Além disso, essa preservação evita que tabeliães de fora da circunscrissão realizem atos sem o devido conhecimento da legislação local, o que poderia gerar conflitos de interesse e questionamentos sobre a validade do ato.
A competência territorial também desempenha um papel determinante na fiscalização dos serviços notariais. As corregedorias dos Tribunais de Justiça têm a responsabilidade de supervisionar as atividades dos notários dentro de suas jurisdições, e essa supervisão seria inviabilizada se os notários pudessem atuar livremente em diferentes territórios.
7. Fiscalização e Monitoramento da Competência Territorial
O sistema e-Notariado foi desenvolvido para integrar os notários em uma rede nacional, mas mantendo a segregação de competência territorial.

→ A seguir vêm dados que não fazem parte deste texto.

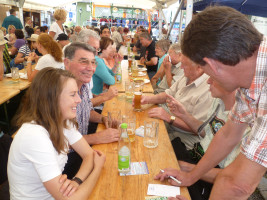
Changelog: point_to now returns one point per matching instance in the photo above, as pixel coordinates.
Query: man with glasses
(104, 31)
(93, 39)
(80, 61)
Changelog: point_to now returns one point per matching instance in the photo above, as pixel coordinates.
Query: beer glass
(15, 74)
(151, 130)
(138, 90)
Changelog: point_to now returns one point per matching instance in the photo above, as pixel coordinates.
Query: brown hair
(105, 42)
(164, 45)
(51, 46)
(220, 33)
(145, 35)
(60, 14)
(41, 104)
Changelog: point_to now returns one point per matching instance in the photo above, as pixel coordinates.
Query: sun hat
(62, 36)
(33, 37)
(2, 39)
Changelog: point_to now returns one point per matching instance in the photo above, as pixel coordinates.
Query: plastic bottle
(118, 74)
(124, 151)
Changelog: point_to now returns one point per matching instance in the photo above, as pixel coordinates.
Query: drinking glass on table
(114, 119)
(138, 90)
(129, 90)
(130, 120)
(15, 74)
(151, 129)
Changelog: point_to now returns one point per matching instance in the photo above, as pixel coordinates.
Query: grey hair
(164, 45)
(145, 35)
(87, 34)
(176, 47)
(120, 29)
(70, 50)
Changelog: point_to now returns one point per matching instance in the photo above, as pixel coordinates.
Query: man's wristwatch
(172, 118)
(77, 180)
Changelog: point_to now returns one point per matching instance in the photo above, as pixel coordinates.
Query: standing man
(150, 59)
(229, 49)
(80, 61)
(12, 20)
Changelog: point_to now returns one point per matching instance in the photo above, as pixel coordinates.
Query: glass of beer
(138, 89)
(15, 74)
(130, 62)
(129, 90)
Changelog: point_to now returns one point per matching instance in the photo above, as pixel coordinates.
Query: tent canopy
(249, 7)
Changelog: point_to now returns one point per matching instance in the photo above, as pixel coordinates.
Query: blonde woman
(52, 55)
(57, 27)
(39, 150)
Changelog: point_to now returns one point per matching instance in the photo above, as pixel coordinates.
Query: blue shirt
(159, 63)
(12, 20)
(102, 75)
(83, 110)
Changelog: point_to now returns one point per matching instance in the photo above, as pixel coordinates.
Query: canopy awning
(249, 7)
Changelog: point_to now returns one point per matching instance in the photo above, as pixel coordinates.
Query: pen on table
(177, 181)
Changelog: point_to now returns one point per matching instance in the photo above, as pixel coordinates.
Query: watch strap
(172, 119)
(77, 180)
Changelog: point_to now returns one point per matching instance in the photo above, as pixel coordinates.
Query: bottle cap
(124, 125)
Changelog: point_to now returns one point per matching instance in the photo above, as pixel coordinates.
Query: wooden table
(110, 185)
(8, 83)
(125, 77)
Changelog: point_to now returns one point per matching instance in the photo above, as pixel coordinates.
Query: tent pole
(174, 19)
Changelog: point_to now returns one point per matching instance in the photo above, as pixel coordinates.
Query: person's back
(12, 20)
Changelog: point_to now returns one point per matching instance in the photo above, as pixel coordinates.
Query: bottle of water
(124, 151)
(118, 74)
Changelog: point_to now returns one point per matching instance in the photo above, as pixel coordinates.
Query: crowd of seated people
(187, 99)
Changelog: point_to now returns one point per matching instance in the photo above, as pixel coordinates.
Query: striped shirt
(251, 108)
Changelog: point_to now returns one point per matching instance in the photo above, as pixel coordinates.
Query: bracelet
(77, 180)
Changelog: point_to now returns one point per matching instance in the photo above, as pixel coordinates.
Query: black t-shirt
(150, 53)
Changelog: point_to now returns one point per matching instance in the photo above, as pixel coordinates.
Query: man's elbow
(234, 187)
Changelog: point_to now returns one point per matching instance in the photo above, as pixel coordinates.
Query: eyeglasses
(97, 49)
(86, 62)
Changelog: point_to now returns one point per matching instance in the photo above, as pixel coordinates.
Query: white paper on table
(137, 168)
(163, 190)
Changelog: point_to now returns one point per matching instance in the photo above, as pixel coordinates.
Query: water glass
(15, 74)
(138, 90)
(151, 129)
(129, 90)
(114, 119)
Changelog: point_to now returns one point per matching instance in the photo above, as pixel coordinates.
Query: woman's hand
(68, 187)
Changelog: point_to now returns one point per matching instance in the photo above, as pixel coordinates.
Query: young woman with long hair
(39, 150)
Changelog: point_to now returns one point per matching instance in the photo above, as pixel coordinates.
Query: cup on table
(151, 130)
(15, 74)
(114, 119)
(129, 90)
(130, 120)
(138, 90)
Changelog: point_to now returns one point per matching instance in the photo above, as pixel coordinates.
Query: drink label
(118, 78)
(124, 162)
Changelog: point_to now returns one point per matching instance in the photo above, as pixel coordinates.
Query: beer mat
(140, 131)
(137, 168)
(146, 80)
(163, 190)
(156, 198)
(141, 74)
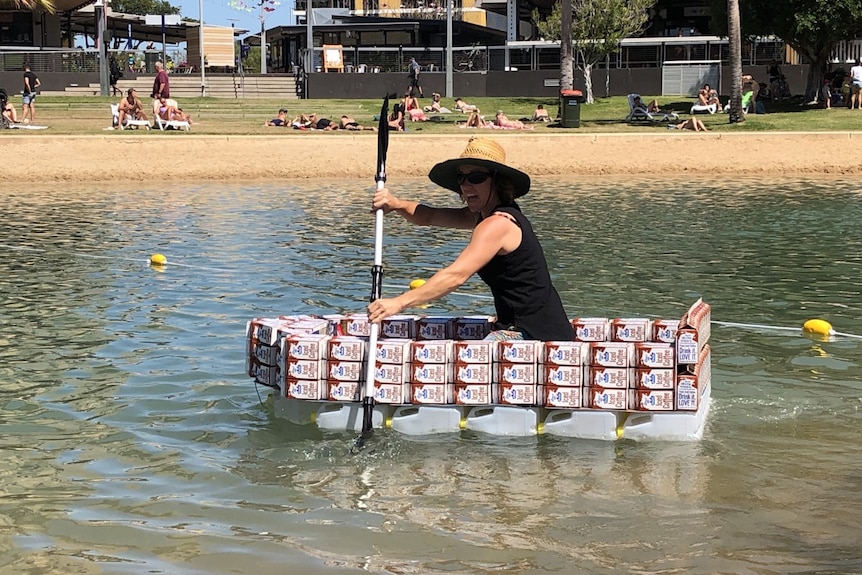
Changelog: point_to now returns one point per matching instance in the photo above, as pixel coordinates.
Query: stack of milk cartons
(264, 337)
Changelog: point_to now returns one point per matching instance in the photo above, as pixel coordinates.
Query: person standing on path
(161, 85)
(31, 84)
(413, 73)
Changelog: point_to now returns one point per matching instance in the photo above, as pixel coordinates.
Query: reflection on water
(132, 441)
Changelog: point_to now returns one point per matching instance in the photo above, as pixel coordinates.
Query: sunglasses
(473, 177)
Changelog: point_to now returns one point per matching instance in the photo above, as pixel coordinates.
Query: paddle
(376, 275)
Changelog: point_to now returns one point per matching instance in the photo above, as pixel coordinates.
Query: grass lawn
(90, 115)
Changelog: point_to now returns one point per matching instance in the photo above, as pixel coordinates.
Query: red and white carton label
(471, 327)
(473, 394)
(631, 329)
(650, 378)
(356, 324)
(519, 351)
(304, 389)
(347, 348)
(343, 390)
(690, 384)
(438, 351)
(472, 373)
(304, 368)
(599, 398)
(393, 350)
(305, 346)
(474, 351)
(651, 399)
(430, 372)
(391, 372)
(655, 354)
(433, 393)
(612, 354)
(516, 373)
(345, 370)
(392, 393)
(435, 328)
(399, 326)
(610, 377)
(664, 330)
(566, 352)
(568, 375)
(562, 396)
(693, 333)
(592, 328)
(518, 393)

As corregedorias estaduais, bem como a Corregedoria Nacional de Justiça, têm acesso em tempo real às bases de dados do sistema, permitindo um monitoramento contínuo dos atos notariais eletrônicos.
O Provimento nº 100/2020 estabelece as diretrizes para a implementação dessa fiscalização.
Através de sistemas de auditoria e de painéis de controle, é possível identificar se o notário respeitou os limites de sua delegação territorial ao praticar atos eletrônicos. Em caso de violação das regras de competência, os atos podem ser anulados, e o notário pode ser submetido a processos administrativos.
8. Conclusão: A Importância de Respeitar a Competência Territorial nos Atos Notariais Eletrônicos
Apesar da modernização dos serviços notariais e da implementação dos atos notariais eletrônicos, a competência territorial continua a ser um pilar fundamental na estrutura da atividade notarial no Brasil.
Respeitar os limites territoriais é essencial para a manutenção da ordem jurídica, assegurando que os atos praticados no ambiente eletrônico tenham a mesma validade e segurança jurídica dos atos presenciais.
O sistema e-Notariado foi cuidadosamente desenhado para compatibilizar a flexibilidade oferecida pela tecnologia com o rigor da legislação territorial.
Dessa forma, a digitalização dos atos notariais não compromete a integridade da delegação pública, e os notários continuam a exercer suas funções com responsabilidade e dentro dos limites da sua circunscrição, incluindo atos que envolvem partes localizadas no exterior.
A preservação da competência territorial é, portanto, uma garantia tanto para os notários quanto para os cidadãos, de que os atos praticados eletronicamente são seguros, válidos e juridicamente eficazes.
Referências Legais:
Provimento nº 100/2020: Estabelece diretrizes para a prática de atos notariais eletrônicos no Brasil, incluindo a aplicação da competência territorial.
Provimento nº 149/2023: Atualiza e complementa as normas sobre atos notariais eletrônicos e reforça as regras sobre competência territorial e limites de delegação.